Cumuruxatiba situa-se no sul da Bahia e, provavelmente muitos de vocês ouviram recentemente, notícias sobre as manifestações dos indios pataxó em relação a PEC215. Para nós a celebração do dia do indio ganha importância na medida que muitos de nossos estudantes são da etnia pataxó. Foi assim que, a partir da roda de conversações, foi  proposta a realização desta celebração. Decidimos pelo dia 18 ao invés do dia 19 de abril pois alguns de nossos estudantes passariam este dia em suas aldeias.

Do dia 11 ao dia 18 de abril tivemos uma semana de atividades voltadas para as culturas indígenas.

Fabiana, Talita, Hiena(estudantes) e Gilda(educadora), coordenaram as atividades.
Tivemos oficinas de confecção de artefatos indígenas como arcos, flechas e cocás. As crianças curtiram muito as atividades.
Primeiro fomos colher as varas de ‘biriba’ usadas na confecção dos arcos. Cada um pegou a sua vara, descascou, envergou e amarrou. Depois os arcos foram pintados e ficaram muito originais.
Para a confecção de cocás coletamos penas e sementes.  E aproveitando papelão cortamos tiras para servirem de base para estes cocás e também para os braceletes. E para as meninas, bustiês com palhas de bananeiras.
As crianças trouxeram tangas e outros artefatos  que tinham em casa. Também alguns livros muito ricos que nos auxiliaram muito em nossos estudos.
Durante essa semana aprendemos a falar e a responder ‘boa tarde’ na língua Patxohã-Pataxó.
Boa tarde diz Itchê niató e responde miriaú. Também aprendemos duas canções ensinadas por Hiena, da aldeia Barra Velha e por Fabiana.  Aprendemos as canções na língua nativa e o significado das palavras.
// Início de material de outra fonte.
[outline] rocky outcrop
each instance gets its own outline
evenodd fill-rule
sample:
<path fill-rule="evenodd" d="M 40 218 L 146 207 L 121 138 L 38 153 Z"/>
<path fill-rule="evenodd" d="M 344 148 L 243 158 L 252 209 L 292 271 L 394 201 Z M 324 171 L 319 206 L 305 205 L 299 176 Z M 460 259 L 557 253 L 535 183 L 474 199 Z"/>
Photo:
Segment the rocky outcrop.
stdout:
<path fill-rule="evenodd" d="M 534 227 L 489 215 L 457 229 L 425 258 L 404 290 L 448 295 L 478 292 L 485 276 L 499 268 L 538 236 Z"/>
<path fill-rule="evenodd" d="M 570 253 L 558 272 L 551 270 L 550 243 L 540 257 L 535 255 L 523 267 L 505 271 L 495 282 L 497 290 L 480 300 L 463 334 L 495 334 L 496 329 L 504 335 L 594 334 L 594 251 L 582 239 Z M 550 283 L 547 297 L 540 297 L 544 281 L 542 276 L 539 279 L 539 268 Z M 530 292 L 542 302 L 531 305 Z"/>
No penúltimo dia da semana preparamos receitas da culinária indígena. Fabiana e Talita foram na roça e desenterraram mandiocas elas mesmas. Trouxeram uma grande quantidade de mandioca de bicicleta e ainda carregando Xauana (a bebê de Fabiana).
Preparamos receitas da culinária indígena de acordo com a tradição pataxó utilizando o livro de receitas trazido pela Talita, que é uma india pataxó. Neste livro tinha uma receita de sua avó Jovita (esposa do cacique Timborana da aldeia Cahy). Fizemos  o Cauím, bolo de mandioca, beju de massa de mandioca assado na palha de bananeira, mungunzá, bolo de coco, de canela e suco de genipapo.
No último dia realizamos uma festa e convidamos os pais e toda a comunidade para a festa. Fizemos uma exposição dos objetos confeccionados e da literatura. Fizemos uma fogueira e preparamos uma pequena peça de teatro.
As músicas dos Pataxó ficaram tocando enquanto os convidados chegavam. Todo o espaço foi decorado com folhas de coqueiros e até fizemos um cartaz aonde escrevemos ‘Aldeia Vila Escola’. Também fizemos um cartaz falando sobre a PEC215 porque durante a semana também conversamos sobre as lutas dos indios.
A festa foi muito gostosa. Todos nos emocionamos com as apresentações do teatro com a Hiena cantando. As crianças cantaram e dançaram com muita vibração ao som do maracá, e curtiram muito a festa. O seu Zé Fragoso (cacique da aldeia Tibá) nos emocionou ao agradecer a festa dizendo que não esperava ver a cultura indígena valorizada dessa maneira. E, para nossa alegria, recitou um poema de sua autoria:
“Olho para o leste e vejo o mar com sua cor de anil.
Olho para o oeste e vejo o verde com sua pequena floresta.
E o malvado bicho homem, com toda a sua sabedoria, todo o nosso ouro ele levou.
O que será hoje de nossas  crianças sem os nossos rios e a nossa educação?”
No encontro seguinte quando conversamos  sobre as atividades percebemos como as crianças se identificaram com tudo, como foi importante para elas que são em sua maioraia da etnia pataxó e manifestaram o desejo de continuarmos estudando as culturas indígenas, o que faremos, é claro.
Nessa semana também contamos com a ajuda preciosa de pais e amigos como Lulu, Rodinê, Ricardo, Gil, Bené, Anderson, Dolores e vários outros que direta ou indiretamente nos ajudaram. Obrigada a todos! Valeu mesmo! ( em breve postaremos as fotos).